Given the density of oil and gas production, midstream, and downstream processing, as well as the proximity of well-suited underground formations for sequestration, Louisiana has been a focus of carbon capture and storage initiatives. That has been hampered by the backlog of permit applications at EPA, which is expected to be somewhat relieved by the granting of primacy to the state.

“Louisiana worked to receive the authority to regulate capturing and storing carbon,” Cassidy said. “This unlocks the next phase of job creation and economic development in Louisiana. It also creates a competitive advantage compared to other states while protecting the environment.”

In April, EPA announced it intended to grant Louisiana primacy.
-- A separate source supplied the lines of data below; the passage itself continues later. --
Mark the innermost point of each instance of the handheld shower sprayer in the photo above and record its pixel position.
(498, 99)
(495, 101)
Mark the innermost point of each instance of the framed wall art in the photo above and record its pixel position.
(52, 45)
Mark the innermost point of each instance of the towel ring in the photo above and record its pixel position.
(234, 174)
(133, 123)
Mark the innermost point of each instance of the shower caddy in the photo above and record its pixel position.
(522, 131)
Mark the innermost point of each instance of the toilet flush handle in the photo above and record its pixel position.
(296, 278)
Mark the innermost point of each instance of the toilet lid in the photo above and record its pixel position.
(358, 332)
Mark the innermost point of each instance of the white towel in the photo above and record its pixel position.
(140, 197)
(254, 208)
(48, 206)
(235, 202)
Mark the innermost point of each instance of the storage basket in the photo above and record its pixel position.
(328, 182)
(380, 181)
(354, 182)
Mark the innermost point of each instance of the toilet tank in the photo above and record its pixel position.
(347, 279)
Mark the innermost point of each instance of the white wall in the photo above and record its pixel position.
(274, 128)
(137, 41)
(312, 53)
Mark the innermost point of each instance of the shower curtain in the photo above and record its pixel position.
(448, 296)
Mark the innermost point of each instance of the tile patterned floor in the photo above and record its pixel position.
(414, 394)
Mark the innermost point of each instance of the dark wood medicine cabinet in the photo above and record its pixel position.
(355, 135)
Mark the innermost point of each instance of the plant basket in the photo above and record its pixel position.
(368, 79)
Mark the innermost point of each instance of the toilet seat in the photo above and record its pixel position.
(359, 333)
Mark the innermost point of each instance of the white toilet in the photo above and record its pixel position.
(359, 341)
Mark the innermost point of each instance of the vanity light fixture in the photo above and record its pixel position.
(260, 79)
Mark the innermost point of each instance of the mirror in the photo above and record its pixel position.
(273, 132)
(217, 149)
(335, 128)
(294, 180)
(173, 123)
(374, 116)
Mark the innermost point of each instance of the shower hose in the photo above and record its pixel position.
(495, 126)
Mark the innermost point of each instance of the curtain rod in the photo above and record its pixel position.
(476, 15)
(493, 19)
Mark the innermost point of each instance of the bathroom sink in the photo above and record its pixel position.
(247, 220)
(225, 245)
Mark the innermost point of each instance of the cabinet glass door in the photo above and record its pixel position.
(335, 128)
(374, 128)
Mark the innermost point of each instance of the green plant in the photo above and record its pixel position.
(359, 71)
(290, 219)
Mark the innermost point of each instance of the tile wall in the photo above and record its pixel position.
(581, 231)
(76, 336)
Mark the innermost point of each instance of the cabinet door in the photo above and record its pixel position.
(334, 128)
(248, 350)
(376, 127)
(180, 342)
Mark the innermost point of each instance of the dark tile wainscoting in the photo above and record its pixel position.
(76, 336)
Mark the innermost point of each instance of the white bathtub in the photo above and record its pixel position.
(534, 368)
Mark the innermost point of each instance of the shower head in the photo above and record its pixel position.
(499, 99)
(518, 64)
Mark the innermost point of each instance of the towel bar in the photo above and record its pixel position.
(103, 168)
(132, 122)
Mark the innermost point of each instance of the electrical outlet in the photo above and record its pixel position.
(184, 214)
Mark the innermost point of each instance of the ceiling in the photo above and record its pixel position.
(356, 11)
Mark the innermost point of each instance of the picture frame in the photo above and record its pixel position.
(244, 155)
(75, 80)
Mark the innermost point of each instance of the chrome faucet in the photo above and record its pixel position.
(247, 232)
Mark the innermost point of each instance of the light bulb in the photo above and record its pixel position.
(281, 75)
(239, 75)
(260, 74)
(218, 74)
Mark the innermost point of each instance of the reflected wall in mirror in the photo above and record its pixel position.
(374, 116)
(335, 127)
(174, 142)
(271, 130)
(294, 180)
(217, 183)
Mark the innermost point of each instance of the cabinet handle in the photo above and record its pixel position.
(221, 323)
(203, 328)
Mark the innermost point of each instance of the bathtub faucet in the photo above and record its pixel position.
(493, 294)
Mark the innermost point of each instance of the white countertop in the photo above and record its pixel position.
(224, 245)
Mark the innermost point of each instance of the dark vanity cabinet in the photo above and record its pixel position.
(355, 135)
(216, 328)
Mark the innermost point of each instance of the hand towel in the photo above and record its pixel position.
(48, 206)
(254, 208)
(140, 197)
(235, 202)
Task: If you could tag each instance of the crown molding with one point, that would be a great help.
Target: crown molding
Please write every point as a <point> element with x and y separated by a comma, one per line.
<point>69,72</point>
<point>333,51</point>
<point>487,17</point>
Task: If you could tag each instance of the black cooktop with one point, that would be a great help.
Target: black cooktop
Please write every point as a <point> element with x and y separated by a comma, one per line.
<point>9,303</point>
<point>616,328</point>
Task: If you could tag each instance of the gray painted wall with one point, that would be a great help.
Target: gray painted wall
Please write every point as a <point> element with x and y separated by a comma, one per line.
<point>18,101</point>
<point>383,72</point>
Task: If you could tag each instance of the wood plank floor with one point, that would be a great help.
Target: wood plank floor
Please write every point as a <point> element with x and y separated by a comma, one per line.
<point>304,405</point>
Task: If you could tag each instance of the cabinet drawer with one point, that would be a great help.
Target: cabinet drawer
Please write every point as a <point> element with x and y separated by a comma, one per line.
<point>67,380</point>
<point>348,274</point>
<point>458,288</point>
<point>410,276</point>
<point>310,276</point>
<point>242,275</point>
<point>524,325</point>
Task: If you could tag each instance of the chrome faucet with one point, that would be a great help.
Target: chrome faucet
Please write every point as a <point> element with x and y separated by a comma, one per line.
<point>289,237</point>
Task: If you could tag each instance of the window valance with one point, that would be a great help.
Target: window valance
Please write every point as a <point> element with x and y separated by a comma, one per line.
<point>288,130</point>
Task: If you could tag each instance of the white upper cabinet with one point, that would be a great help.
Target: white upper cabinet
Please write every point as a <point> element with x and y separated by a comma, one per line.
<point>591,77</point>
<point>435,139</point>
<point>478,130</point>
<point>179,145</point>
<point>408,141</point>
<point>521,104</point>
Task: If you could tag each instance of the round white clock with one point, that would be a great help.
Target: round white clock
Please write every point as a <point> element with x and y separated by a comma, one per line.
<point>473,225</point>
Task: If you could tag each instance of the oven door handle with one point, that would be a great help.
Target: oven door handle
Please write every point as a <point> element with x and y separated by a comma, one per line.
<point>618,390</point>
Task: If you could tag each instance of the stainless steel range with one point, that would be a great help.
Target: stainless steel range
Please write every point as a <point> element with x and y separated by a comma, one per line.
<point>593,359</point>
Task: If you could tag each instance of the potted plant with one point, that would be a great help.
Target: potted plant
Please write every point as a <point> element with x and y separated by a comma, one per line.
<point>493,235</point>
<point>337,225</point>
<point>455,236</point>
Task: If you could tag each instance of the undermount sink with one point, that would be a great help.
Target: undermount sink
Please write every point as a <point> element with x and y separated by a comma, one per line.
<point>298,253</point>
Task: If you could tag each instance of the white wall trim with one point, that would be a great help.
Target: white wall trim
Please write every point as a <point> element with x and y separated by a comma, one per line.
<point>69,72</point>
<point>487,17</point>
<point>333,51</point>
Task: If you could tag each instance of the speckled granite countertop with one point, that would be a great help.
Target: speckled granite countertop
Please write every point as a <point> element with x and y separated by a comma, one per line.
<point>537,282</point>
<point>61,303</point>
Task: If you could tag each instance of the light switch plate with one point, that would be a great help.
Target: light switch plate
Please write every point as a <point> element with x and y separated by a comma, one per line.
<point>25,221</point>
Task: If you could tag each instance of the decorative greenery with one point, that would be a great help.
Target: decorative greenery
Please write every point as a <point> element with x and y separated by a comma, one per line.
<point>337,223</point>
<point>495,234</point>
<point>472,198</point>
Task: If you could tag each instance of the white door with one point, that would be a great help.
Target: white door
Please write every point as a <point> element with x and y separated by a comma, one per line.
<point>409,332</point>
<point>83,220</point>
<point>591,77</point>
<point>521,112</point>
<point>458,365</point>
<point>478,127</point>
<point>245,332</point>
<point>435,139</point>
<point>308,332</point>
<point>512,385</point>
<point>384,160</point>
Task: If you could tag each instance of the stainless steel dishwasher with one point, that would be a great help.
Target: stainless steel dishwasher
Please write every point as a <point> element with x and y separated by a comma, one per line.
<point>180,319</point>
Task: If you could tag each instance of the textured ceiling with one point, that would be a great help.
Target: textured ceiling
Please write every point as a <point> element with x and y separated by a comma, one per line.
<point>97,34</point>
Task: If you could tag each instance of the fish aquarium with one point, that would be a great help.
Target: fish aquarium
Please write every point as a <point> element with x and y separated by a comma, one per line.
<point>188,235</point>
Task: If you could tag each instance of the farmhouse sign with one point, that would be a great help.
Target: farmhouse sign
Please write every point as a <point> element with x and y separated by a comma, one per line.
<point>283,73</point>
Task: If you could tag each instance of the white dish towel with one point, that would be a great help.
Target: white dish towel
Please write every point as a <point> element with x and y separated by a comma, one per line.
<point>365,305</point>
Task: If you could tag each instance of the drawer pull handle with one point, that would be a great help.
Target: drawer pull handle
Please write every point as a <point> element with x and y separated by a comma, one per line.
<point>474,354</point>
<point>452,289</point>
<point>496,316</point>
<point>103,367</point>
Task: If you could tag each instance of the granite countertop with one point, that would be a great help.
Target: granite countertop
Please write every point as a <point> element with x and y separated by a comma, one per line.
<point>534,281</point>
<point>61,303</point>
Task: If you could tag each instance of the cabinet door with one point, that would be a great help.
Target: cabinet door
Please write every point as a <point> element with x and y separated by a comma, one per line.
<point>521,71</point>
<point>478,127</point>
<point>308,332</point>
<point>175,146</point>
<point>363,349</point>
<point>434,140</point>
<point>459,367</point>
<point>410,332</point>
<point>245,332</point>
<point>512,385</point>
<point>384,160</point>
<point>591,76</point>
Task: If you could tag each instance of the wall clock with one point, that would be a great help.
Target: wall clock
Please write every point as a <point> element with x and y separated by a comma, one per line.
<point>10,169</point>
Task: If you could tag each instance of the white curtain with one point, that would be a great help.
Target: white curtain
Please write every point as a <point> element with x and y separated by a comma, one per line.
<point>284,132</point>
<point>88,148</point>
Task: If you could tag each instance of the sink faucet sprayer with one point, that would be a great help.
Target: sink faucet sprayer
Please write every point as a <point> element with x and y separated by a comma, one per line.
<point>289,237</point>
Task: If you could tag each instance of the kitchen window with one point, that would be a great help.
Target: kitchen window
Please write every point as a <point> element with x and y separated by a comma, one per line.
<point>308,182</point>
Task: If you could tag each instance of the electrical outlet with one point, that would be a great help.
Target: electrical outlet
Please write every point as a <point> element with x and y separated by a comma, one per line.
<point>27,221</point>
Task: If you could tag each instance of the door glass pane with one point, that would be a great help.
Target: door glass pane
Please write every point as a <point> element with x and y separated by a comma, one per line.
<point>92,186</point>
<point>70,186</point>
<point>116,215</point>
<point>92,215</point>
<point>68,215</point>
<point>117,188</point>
The agency then extended the public comment period an extra 30 days. According to Cassidy’s office, of the 41,622 total comments submitted to the EPA in the initial comment period, the agency deemed just over 400 as substantial comments. The vast majority of public comments have been supportive of Class VI primacy in Louisiana.

Over the next few months the state’s Department of Environmental Quality, along with other state offices, will make final arrangements for the permitting process. Details were not immediately available, but it is expected that DEQ will coordinate with EPA for the transfer of permit applications already in process.